I love the way this lady thinks...she epitomizes the true definition of a scientist...I wish they all held to the standards she obviously holds herself to. If they all thought this way & really wanted answers to all the questions, we would live in a much better world!
OMG, yes. Imagine having an honest doctor like this. She gives the best advice but doesnt lie about what she doesnt know. Clmpare her to Doctor John McDougal who is never specifc about the studies supporting his work, never acknowledges when his approach fails. Obviously, shes a successful researcher too.

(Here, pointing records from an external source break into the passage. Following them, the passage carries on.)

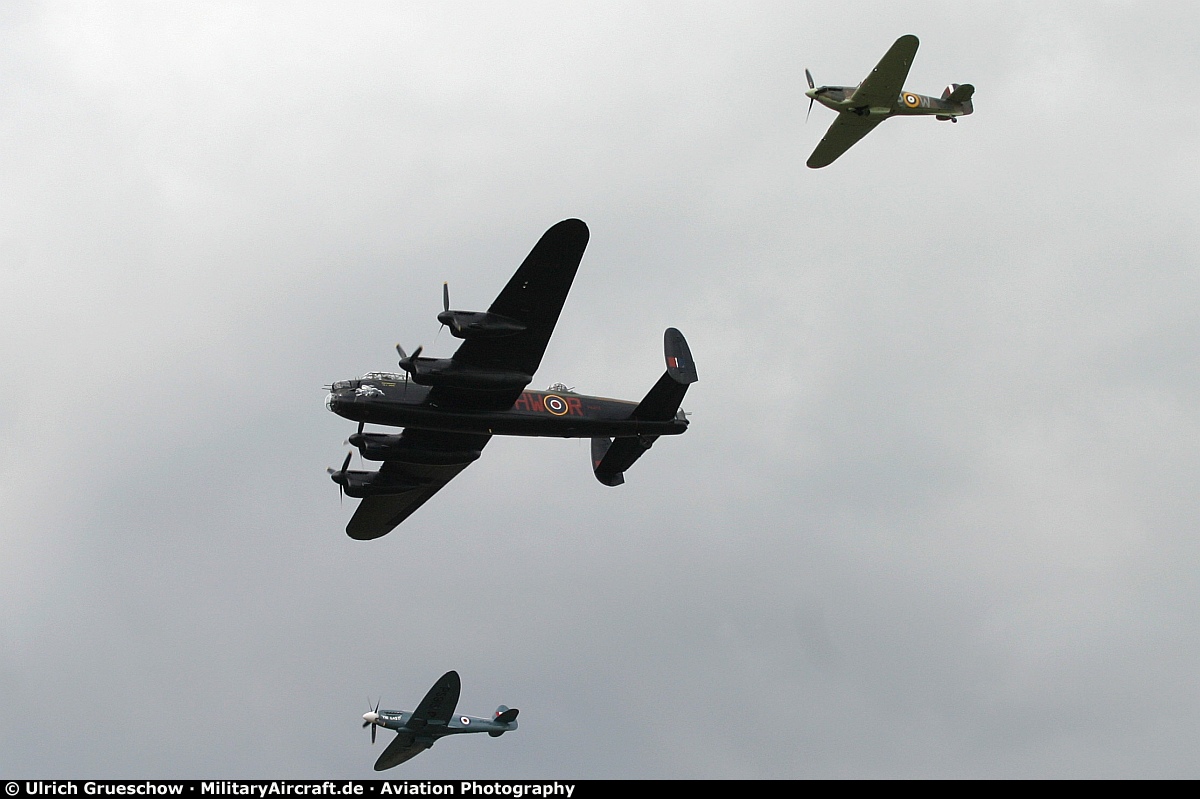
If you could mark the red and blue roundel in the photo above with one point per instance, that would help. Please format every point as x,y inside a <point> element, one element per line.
<point>555,404</point>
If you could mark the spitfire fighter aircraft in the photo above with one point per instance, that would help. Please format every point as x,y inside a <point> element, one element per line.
<point>433,719</point>
<point>451,407</point>
<point>881,95</point>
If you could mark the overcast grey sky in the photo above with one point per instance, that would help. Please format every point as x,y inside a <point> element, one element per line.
<point>936,514</point>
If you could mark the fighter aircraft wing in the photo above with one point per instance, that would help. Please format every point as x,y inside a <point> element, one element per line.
<point>437,707</point>
<point>379,514</point>
<point>882,88</point>
<point>534,298</point>
<point>845,131</point>
<point>405,746</point>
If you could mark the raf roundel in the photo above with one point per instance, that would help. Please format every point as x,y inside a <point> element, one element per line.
<point>555,404</point>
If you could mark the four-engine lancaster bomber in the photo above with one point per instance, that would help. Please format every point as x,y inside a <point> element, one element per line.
<point>881,95</point>
<point>451,407</point>
<point>433,719</point>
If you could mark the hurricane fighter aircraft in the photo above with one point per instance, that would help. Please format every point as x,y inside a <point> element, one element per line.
<point>433,719</point>
<point>881,95</point>
<point>451,407</point>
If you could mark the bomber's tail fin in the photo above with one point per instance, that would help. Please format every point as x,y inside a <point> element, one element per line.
<point>504,715</point>
<point>610,458</point>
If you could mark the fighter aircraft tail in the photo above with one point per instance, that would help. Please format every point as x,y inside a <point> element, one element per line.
<point>612,457</point>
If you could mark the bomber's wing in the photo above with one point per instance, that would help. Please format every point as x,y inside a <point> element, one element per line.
<point>437,707</point>
<point>405,746</point>
<point>845,131</point>
<point>379,514</point>
<point>534,296</point>
<point>882,88</point>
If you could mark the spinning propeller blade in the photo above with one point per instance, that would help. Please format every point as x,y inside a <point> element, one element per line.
<point>375,722</point>
<point>339,475</point>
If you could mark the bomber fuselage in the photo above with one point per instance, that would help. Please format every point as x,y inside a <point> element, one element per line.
<point>387,398</point>
<point>841,98</point>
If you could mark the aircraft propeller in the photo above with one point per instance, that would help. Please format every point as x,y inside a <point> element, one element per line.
<point>339,475</point>
<point>371,719</point>
<point>349,442</point>
<point>811,85</point>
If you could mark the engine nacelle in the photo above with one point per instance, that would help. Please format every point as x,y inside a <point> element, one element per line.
<point>475,324</point>
<point>361,485</point>
<point>383,446</point>
<point>444,372</point>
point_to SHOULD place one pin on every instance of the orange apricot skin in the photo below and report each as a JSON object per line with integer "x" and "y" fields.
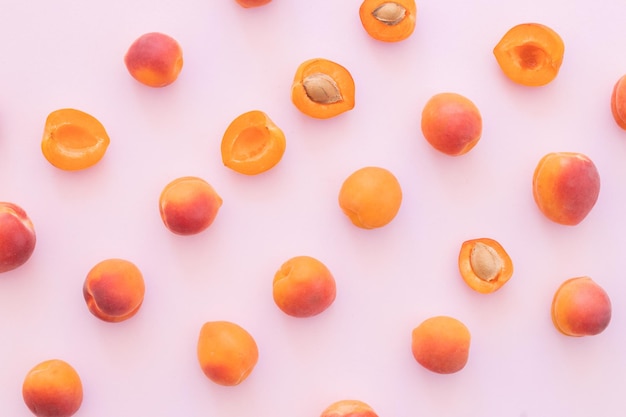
{"x": 472, "y": 279}
{"x": 387, "y": 32}
{"x": 341, "y": 77}
{"x": 303, "y": 287}
{"x": 227, "y": 353}
{"x": 17, "y": 237}
{"x": 451, "y": 123}
{"x": 154, "y": 59}
{"x": 53, "y": 388}
{"x": 530, "y": 54}
{"x": 566, "y": 186}
{"x": 252, "y": 144}
{"x": 441, "y": 344}
{"x": 188, "y": 205}
{"x": 114, "y": 290}
{"x": 73, "y": 140}
{"x": 371, "y": 197}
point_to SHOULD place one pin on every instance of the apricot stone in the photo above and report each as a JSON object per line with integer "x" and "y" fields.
{"x": 566, "y": 186}
{"x": 17, "y": 237}
{"x": 53, "y": 389}
{"x": 581, "y": 307}
{"x": 303, "y": 287}
{"x": 451, "y": 123}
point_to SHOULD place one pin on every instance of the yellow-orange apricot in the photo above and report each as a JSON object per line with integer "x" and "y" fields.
{"x": 227, "y": 353}
{"x": 370, "y": 197}
{"x": 252, "y": 143}
{"x": 451, "y": 123}
{"x": 154, "y": 59}
{"x": 322, "y": 89}
{"x": 566, "y": 186}
{"x": 303, "y": 287}
{"x": 73, "y": 140}
{"x": 114, "y": 290}
{"x": 53, "y": 389}
{"x": 530, "y": 54}
{"x": 17, "y": 236}
{"x": 581, "y": 307}
{"x": 441, "y": 344}
{"x": 484, "y": 265}
{"x": 188, "y": 205}
{"x": 349, "y": 408}
{"x": 388, "y": 21}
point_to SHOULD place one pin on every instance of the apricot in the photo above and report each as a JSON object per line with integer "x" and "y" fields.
{"x": 53, "y": 389}
{"x": 73, "y": 140}
{"x": 154, "y": 59}
{"x": 349, "y": 408}
{"x": 303, "y": 287}
{"x": 227, "y": 353}
{"x": 441, "y": 344}
{"x": 370, "y": 197}
{"x": 581, "y": 307}
{"x": 566, "y": 186}
{"x": 322, "y": 89}
{"x": 17, "y": 237}
{"x": 252, "y": 144}
{"x": 530, "y": 54}
{"x": 388, "y": 21}
{"x": 484, "y": 265}
{"x": 451, "y": 123}
{"x": 114, "y": 290}
{"x": 188, "y": 205}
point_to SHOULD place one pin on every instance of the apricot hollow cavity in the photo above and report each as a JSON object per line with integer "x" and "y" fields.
{"x": 581, "y": 307}
{"x": 388, "y": 21}
{"x": 252, "y": 144}
{"x": 188, "y": 205}
{"x": 53, "y": 388}
{"x": 303, "y": 287}
{"x": 530, "y": 54}
{"x": 73, "y": 140}
{"x": 451, "y": 123}
{"x": 114, "y": 290}
{"x": 441, "y": 344}
{"x": 484, "y": 265}
{"x": 322, "y": 89}
{"x": 154, "y": 59}
{"x": 227, "y": 353}
{"x": 566, "y": 186}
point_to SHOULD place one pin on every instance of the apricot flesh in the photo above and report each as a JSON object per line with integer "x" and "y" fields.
{"x": 227, "y": 353}
{"x": 451, "y": 123}
{"x": 581, "y": 307}
{"x": 566, "y": 186}
{"x": 303, "y": 287}
{"x": 53, "y": 388}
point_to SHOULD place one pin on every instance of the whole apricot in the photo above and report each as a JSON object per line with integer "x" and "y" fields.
{"x": 566, "y": 186}
{"x": 188, "y": 205}
{"x": 154, "y": 59}
{"x": 303, "y": 287}
{"x": 114, "y": 290}
{"x": 53, "y": 389}
{"x": 227, "y": 353}
{"x": 17, "y": 237}
{"x": 370, "y": 197}
{"x": 451, "y": 123}
{"x": 581, "y": 307}
{"x": 441, "y": 344}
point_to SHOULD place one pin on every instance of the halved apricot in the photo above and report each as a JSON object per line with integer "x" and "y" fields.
{"x": 322, "y": 89}
{"x": 73, "y": 139}
{"x": 530, "y": 54}
{"x": 252, "y": 143}
{"x": 484, "y": 265}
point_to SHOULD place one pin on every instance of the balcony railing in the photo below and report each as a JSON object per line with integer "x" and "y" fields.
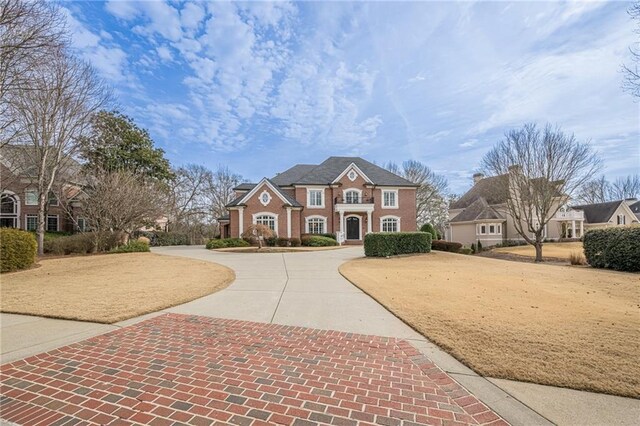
{"x": 354, "y": 200}
{"x": 570, "y": 215}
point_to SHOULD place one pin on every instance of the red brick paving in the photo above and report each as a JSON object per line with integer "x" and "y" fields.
{"x": 180, "y": 369}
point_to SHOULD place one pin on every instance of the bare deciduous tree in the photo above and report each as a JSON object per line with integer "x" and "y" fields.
{"x": 29, "y": 32}
{"x": 544, "y": 167}
{"x": 121, "y": 201}
{"x": 221, "y": 191}
{"x": 52, "y": 114}
{"x": 631, "y": 71}
{"x": 431, "y": 199}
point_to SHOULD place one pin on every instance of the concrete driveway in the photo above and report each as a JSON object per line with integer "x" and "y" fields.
{"x": 305, "y": 289}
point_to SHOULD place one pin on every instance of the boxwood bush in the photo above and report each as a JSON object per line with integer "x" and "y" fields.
{"x": 226, "y": 243}
{"x": 382, "y": 244}
{"x": 17, "y": 249}
{"x": 613, "y": 248}
{"x": 442, "y": 245}
{"x": 132, "y": 246}
{"x": 317, "y": 241}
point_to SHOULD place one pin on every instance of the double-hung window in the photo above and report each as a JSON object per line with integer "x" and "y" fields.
{"x": 315, "y": 225}
{"x": 390, "y": 224}
{"x": 390, "y": 198}
{"x": 316, "y": 198}
{"x": 267, "y": 220}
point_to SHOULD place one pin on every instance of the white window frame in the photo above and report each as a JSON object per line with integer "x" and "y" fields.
{"x": 396, "y": 218}
{"x": 321, "y": 205}
{"x": 26, "y": 197}
{"x": 323, "y": 219}
{"x": 26, "y": 221}
{"x": 275, "y": 219}
{"x": 261, "y": 196}
{"x": 382, "y": 201}
{"x": 57, "y": 223}
{"x": 348, "y": 190}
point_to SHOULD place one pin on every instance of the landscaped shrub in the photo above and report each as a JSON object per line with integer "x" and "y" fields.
{"x": 83, "y": 243}
{"x": 613, "y": 248}
{"x": 576, "y": 258}
{"x": 226, "y": 243}
{"x": 295, "y": 242}
{"x": 427, "y": 227}
{"x": 382, "y": 244}
{"x": 17, "y": 249}
{"x": 132, "y": 246}
{"x": 317, "y": 241}
{"x": 442, "y": 245}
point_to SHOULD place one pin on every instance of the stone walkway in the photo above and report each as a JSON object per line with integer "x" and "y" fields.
{"x": 181, "y": 369}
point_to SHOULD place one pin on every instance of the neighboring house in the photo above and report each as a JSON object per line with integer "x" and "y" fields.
{"x": 347, "y": 196}
{"x": 19, "y": 196}
{"x": 481, "y": 214}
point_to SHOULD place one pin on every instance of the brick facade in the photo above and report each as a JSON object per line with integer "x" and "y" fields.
{"x": 290, "y": 205}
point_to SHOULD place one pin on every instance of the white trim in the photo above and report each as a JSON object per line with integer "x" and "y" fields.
{"x": 262, "y": 194}
{"x": 17, "y": 204}
{"x": 26, "y": 221}
{"x": 357, "y": 169}
{"x": 396, "y": 191}
{"x": 344, "y": 194}
{"x": 275, "y": 216}
{"x": 359, "y": 226}
{"x": 322, "y": 198}
{"x": 240, "y": 221}
{"x": 315, "y": 216}
{"x": 390, "y": 217}
{"x": 255, "y": 189}
{"x": 57, "y": 223}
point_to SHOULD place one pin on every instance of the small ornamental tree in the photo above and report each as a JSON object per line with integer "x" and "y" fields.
{"x": 259, "y": 232}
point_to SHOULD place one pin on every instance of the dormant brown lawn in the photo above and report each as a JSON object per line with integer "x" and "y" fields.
{"x": 557, "y": 250}
{"x": 109, "y": 288}
{"x": 557, "y": 325}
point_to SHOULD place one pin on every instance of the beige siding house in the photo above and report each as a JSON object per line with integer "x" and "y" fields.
{"x": 481, "y": 214}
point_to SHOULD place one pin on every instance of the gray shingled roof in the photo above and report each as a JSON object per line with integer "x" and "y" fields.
{"x": 293, "y": 174}
{"x": 478, "y": 210}
{"x": 291, "y": 201}
{"x": 327, "y": 171}
{"x": 491, "y": 189}
{"x": 599, "y": 212}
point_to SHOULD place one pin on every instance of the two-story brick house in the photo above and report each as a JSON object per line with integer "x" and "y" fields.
{"x": 348, "y": 196}
{"x": 19, "y": 195}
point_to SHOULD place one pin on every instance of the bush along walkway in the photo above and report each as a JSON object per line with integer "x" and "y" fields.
{"x": 197, "y": 370}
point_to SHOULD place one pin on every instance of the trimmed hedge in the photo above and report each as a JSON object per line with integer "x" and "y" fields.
{"x": 83, "y": 243}
{"x": 18, "y": 249}
{"x": 383, "y": 244}
{"x": 613, "y": 248}
{"x": 226, "y": 243}
{"x": 133, "y": 246}
{"x": 427, "y": 227}
{"x": 317, "y": 241}
{"x": 442, "y": 245}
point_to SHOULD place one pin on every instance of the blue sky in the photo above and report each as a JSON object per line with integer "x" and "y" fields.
{"x": 262, "y": 86}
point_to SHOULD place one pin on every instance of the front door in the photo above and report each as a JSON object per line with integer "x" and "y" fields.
{"x": 353, "y": 228}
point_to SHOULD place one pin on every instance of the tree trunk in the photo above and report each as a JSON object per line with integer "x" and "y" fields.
{"x": 538, "y": 246}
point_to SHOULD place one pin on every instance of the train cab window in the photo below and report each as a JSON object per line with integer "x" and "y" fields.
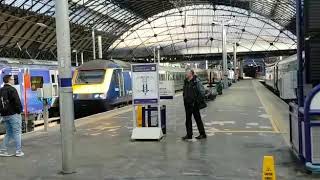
{"x": 90, "y": 77}
{"x": 53, "y": 79}
{"x": 36, "y": 82}
{"x": 16, "y": 79}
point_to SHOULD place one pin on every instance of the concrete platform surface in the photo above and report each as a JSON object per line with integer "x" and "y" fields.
{"x": 241, "y": 130}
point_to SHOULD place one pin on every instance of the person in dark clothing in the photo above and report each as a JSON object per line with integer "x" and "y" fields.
{"x": 193, "y": 91}
{"x": 10, "y": 110}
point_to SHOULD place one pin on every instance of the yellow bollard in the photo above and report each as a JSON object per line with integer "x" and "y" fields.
{"x": 139, "y": 116}
{"x": 268, "y": 170}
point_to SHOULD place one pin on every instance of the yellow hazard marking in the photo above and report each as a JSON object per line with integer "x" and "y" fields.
{"x": 139, "y": 116}
{"x": 267, "y": 109}
{"x": 243, "y": 131}
{"x": 268, "y": 170}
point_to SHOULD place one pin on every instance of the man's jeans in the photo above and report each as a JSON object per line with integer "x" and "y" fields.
{"x": 13, "y": 131}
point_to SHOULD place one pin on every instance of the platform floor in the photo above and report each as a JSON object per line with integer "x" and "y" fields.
{"x": 242, "y": 125}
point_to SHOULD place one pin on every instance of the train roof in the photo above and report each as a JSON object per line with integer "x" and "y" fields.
{"x": 103, "y": 64}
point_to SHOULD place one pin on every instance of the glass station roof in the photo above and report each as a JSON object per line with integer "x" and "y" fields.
{"x": 198, "y": 30}
{"x": 132, "y": 28}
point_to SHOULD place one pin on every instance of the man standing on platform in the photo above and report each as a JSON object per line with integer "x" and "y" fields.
{"x": 10, "y": 110}
{"x": 193, "y": 97}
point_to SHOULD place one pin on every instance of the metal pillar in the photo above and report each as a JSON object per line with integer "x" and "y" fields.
{"x": 241, "y": 69}
{"x": 224, "y": 56}
{"x": 300, "y": 40}
{"x": 207, "y": 65}
{"x": 99, "y": 47}
{"x": 65, "y": 90}
{"x": 81, "y": 57}
{"x": 235, "y": 60}
{"x": 77, "y": 63}
{"x": 154, "y": 55}
{"x": 45, "y": 114}
{"x": 93, "y": 44}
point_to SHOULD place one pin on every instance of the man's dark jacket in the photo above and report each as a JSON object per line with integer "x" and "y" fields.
{"x": 193, "y": 90}
{"x": 14, "y": 105}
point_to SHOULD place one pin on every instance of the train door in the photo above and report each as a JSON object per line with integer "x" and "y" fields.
{"x": 276, "y": 78}
{"x": 119, "y": 84}
{"x": 54, "y": 82}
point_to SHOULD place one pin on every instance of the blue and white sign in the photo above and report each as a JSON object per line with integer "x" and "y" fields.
{"x": 145, "y": 83}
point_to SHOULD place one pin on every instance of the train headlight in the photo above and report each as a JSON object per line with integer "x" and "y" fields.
{"x": 99, "y": 96}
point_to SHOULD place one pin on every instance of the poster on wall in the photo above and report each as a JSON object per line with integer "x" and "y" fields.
{"x": 166, "y": 89}
{"x": 145, "y": 83}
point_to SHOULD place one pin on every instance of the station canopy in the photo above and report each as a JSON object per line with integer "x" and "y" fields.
{"x": 132, "y": 29}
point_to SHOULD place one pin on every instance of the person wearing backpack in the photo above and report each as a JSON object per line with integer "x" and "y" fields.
{"x": 10, "y": 110}
{"x": 193, "y": 97}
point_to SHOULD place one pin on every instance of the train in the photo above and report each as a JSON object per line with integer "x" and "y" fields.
{"x": 281, "y": 77}
{"x": 100, "y": 85}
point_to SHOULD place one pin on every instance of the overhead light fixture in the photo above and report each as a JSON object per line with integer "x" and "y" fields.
{"x": 41, "y": 24}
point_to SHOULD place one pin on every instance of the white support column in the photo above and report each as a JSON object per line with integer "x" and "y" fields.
{"x": 77, "y": 63}
{"x": 241, "y": 69}
{"x": 207, "y": 65}
{"x": 65, "y": 90}
{"x": 235, "y": 60}
{"x": 82, "y": 57}
{"x": 93, "y": 44}
{"x": 224, "y": 56}
{"x": 99, "y": 47}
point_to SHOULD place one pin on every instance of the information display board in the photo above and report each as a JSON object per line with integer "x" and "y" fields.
{"x": 145, "y": 82}
{"x": 166, "y": 89}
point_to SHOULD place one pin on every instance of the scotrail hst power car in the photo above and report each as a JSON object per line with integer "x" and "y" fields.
{"x": 100, "y": 85}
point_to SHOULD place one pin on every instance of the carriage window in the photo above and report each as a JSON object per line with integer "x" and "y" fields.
{"x": 90, "y": 77}
{"x": 36, "y": 82}
{"x": 53, "y": 80}
{"x": 16, "y": 79}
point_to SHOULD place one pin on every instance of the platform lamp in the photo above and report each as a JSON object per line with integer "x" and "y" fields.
{"x": 223, "y": 23}
{"x": 75, "y": 51}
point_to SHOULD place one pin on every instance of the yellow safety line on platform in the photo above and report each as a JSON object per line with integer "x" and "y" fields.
{"x": 267, "y": 109}
{"x": 245, "y": 131}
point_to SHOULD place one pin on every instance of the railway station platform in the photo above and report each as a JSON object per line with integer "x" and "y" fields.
{"x": 244, "y": 124}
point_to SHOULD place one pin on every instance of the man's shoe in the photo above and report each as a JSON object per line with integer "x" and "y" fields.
{"x": 19, "y": 154}
{"x": 4, "y": 153}
{"x": 201, "y": 136}
{"x": 186, "y": 137}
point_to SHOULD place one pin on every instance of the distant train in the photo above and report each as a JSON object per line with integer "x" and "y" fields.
{"x": 281, "y": 77}
{"x": 99, "y": 85}
{"x": 39, "y": 73}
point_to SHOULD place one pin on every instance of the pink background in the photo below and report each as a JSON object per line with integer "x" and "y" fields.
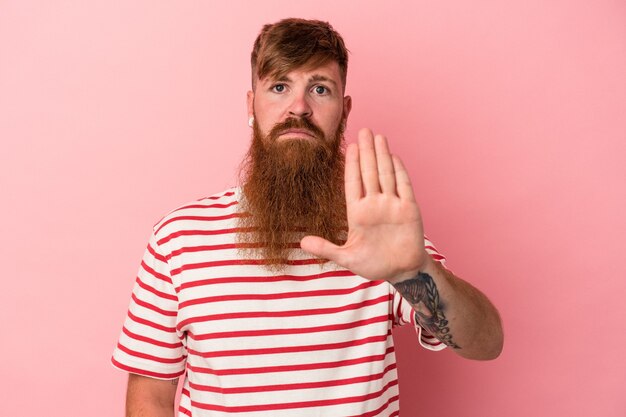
{"x": 511, "y": 118}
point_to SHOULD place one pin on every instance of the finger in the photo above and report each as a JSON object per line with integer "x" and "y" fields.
{"x": 403, "y": 181}
{"x": 386, "y": 174}
{"x": 367, "y": 158}
{"x": 322, "y": 248}
{"x": 352, "y": 177}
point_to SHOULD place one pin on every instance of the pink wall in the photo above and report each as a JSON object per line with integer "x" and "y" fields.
{"x": 510, "y": 115}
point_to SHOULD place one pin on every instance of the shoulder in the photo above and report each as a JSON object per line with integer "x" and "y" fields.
{"x": 216, "y": 206}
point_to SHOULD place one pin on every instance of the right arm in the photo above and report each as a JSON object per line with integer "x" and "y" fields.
{"x": 150, "y": 397}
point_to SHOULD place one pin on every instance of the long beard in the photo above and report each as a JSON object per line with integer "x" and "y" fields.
{"x": 291, "y": 188}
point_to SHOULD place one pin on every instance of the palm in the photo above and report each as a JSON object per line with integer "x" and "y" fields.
{"x": 385, "y": 234}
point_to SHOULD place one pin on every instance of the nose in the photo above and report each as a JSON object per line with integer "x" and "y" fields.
{"x": 300, "y": 106}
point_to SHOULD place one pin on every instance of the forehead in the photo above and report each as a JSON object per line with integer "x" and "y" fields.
{"x": 329, "y": 72}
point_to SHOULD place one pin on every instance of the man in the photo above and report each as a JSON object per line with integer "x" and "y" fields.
{"x": 278, "y": 297}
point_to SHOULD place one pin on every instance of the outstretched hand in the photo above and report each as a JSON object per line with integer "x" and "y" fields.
{"x": 385, "y": 233}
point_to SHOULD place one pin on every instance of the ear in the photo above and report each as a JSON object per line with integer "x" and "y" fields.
{"x": 250, "y": 100}
{"x": 347, "y": 106}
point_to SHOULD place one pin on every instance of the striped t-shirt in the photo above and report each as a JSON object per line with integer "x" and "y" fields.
{"x": 312, "y": 341}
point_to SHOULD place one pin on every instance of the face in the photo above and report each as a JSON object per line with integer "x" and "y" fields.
{"x": 315, "y": 95}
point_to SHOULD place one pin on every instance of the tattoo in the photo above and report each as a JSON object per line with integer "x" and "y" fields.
{"x": 421, "y": 292}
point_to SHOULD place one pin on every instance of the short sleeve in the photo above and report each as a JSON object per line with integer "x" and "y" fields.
{"x": 403, "y": 313}
{"x": 149, "y": 344}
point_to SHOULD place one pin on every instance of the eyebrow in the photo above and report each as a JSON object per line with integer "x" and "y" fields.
{"x": 313, "y": 78}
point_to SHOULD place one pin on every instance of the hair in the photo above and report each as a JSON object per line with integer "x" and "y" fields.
{"x": 297, "y": 43}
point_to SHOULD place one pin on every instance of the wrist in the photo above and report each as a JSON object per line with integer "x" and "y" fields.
{"x": 424, "y": 266}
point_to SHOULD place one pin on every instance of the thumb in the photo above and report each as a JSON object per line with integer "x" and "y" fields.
{"x": 321, "y": 248}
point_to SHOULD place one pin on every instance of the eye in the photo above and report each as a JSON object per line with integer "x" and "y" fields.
{"x": 321, "y": 90}
{"x": 279, "y": 88}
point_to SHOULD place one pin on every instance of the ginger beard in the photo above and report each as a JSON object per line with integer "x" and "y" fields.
{"x": 292, "y": 188}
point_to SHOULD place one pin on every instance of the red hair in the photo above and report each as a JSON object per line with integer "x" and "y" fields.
{"x": 297, "y": 43}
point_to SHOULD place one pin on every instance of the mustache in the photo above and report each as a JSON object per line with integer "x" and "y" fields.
{"x": 295, "y": 123}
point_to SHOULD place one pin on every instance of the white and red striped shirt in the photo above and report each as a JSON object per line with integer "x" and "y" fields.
{"x": 313, "y": 341}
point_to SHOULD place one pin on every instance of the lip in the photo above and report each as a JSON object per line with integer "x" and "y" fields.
{"x": 297, "y": 134}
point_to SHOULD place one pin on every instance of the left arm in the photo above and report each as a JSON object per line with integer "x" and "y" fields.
{"x": 453, "y": 311}
{"x": 386, "y": 241}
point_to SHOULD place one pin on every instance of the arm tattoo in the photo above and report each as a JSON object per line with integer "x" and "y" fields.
{"x": 421, "y": 292}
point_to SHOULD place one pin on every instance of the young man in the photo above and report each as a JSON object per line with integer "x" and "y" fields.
{"x": 278, "y": 297}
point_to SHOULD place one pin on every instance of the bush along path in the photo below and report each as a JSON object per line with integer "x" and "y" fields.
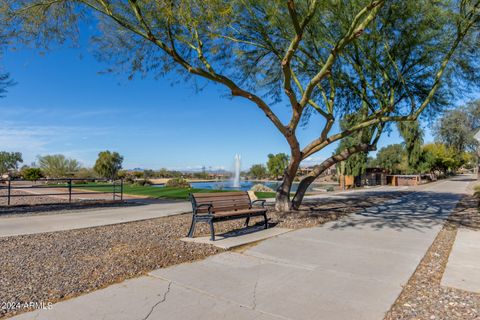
{"x": 423, "y": 297}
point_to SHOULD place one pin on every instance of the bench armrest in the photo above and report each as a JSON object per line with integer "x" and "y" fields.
{"x": 262, "y": 202}
{"x": 209, "y": 207}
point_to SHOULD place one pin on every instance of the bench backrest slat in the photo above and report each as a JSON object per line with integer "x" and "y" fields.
{"x": 221, "y": 201}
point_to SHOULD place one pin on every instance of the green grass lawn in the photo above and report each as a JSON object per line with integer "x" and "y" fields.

@@erastvandoren Really.. she reduces diabetics off their meds/lowers the HBA1c, clearly trying to help her patients and has an 'open-mind' that the LDLs on high fat, low carb may have risk.. a quack? Dude I'm a vegan (for moral/health reasons, and kinda poor) and I tell you.. as an M.D. researching on diabetes/insulin resistance that dr. Hallberg is pretty spot on at scientific method. I sometimes disagree w/ even doctors on Whole Food/PlantBased since they''re to inclusive sometimes (like dr. Michael Greger, dr. Joel Kahn, dr. Garth Davis, etc..)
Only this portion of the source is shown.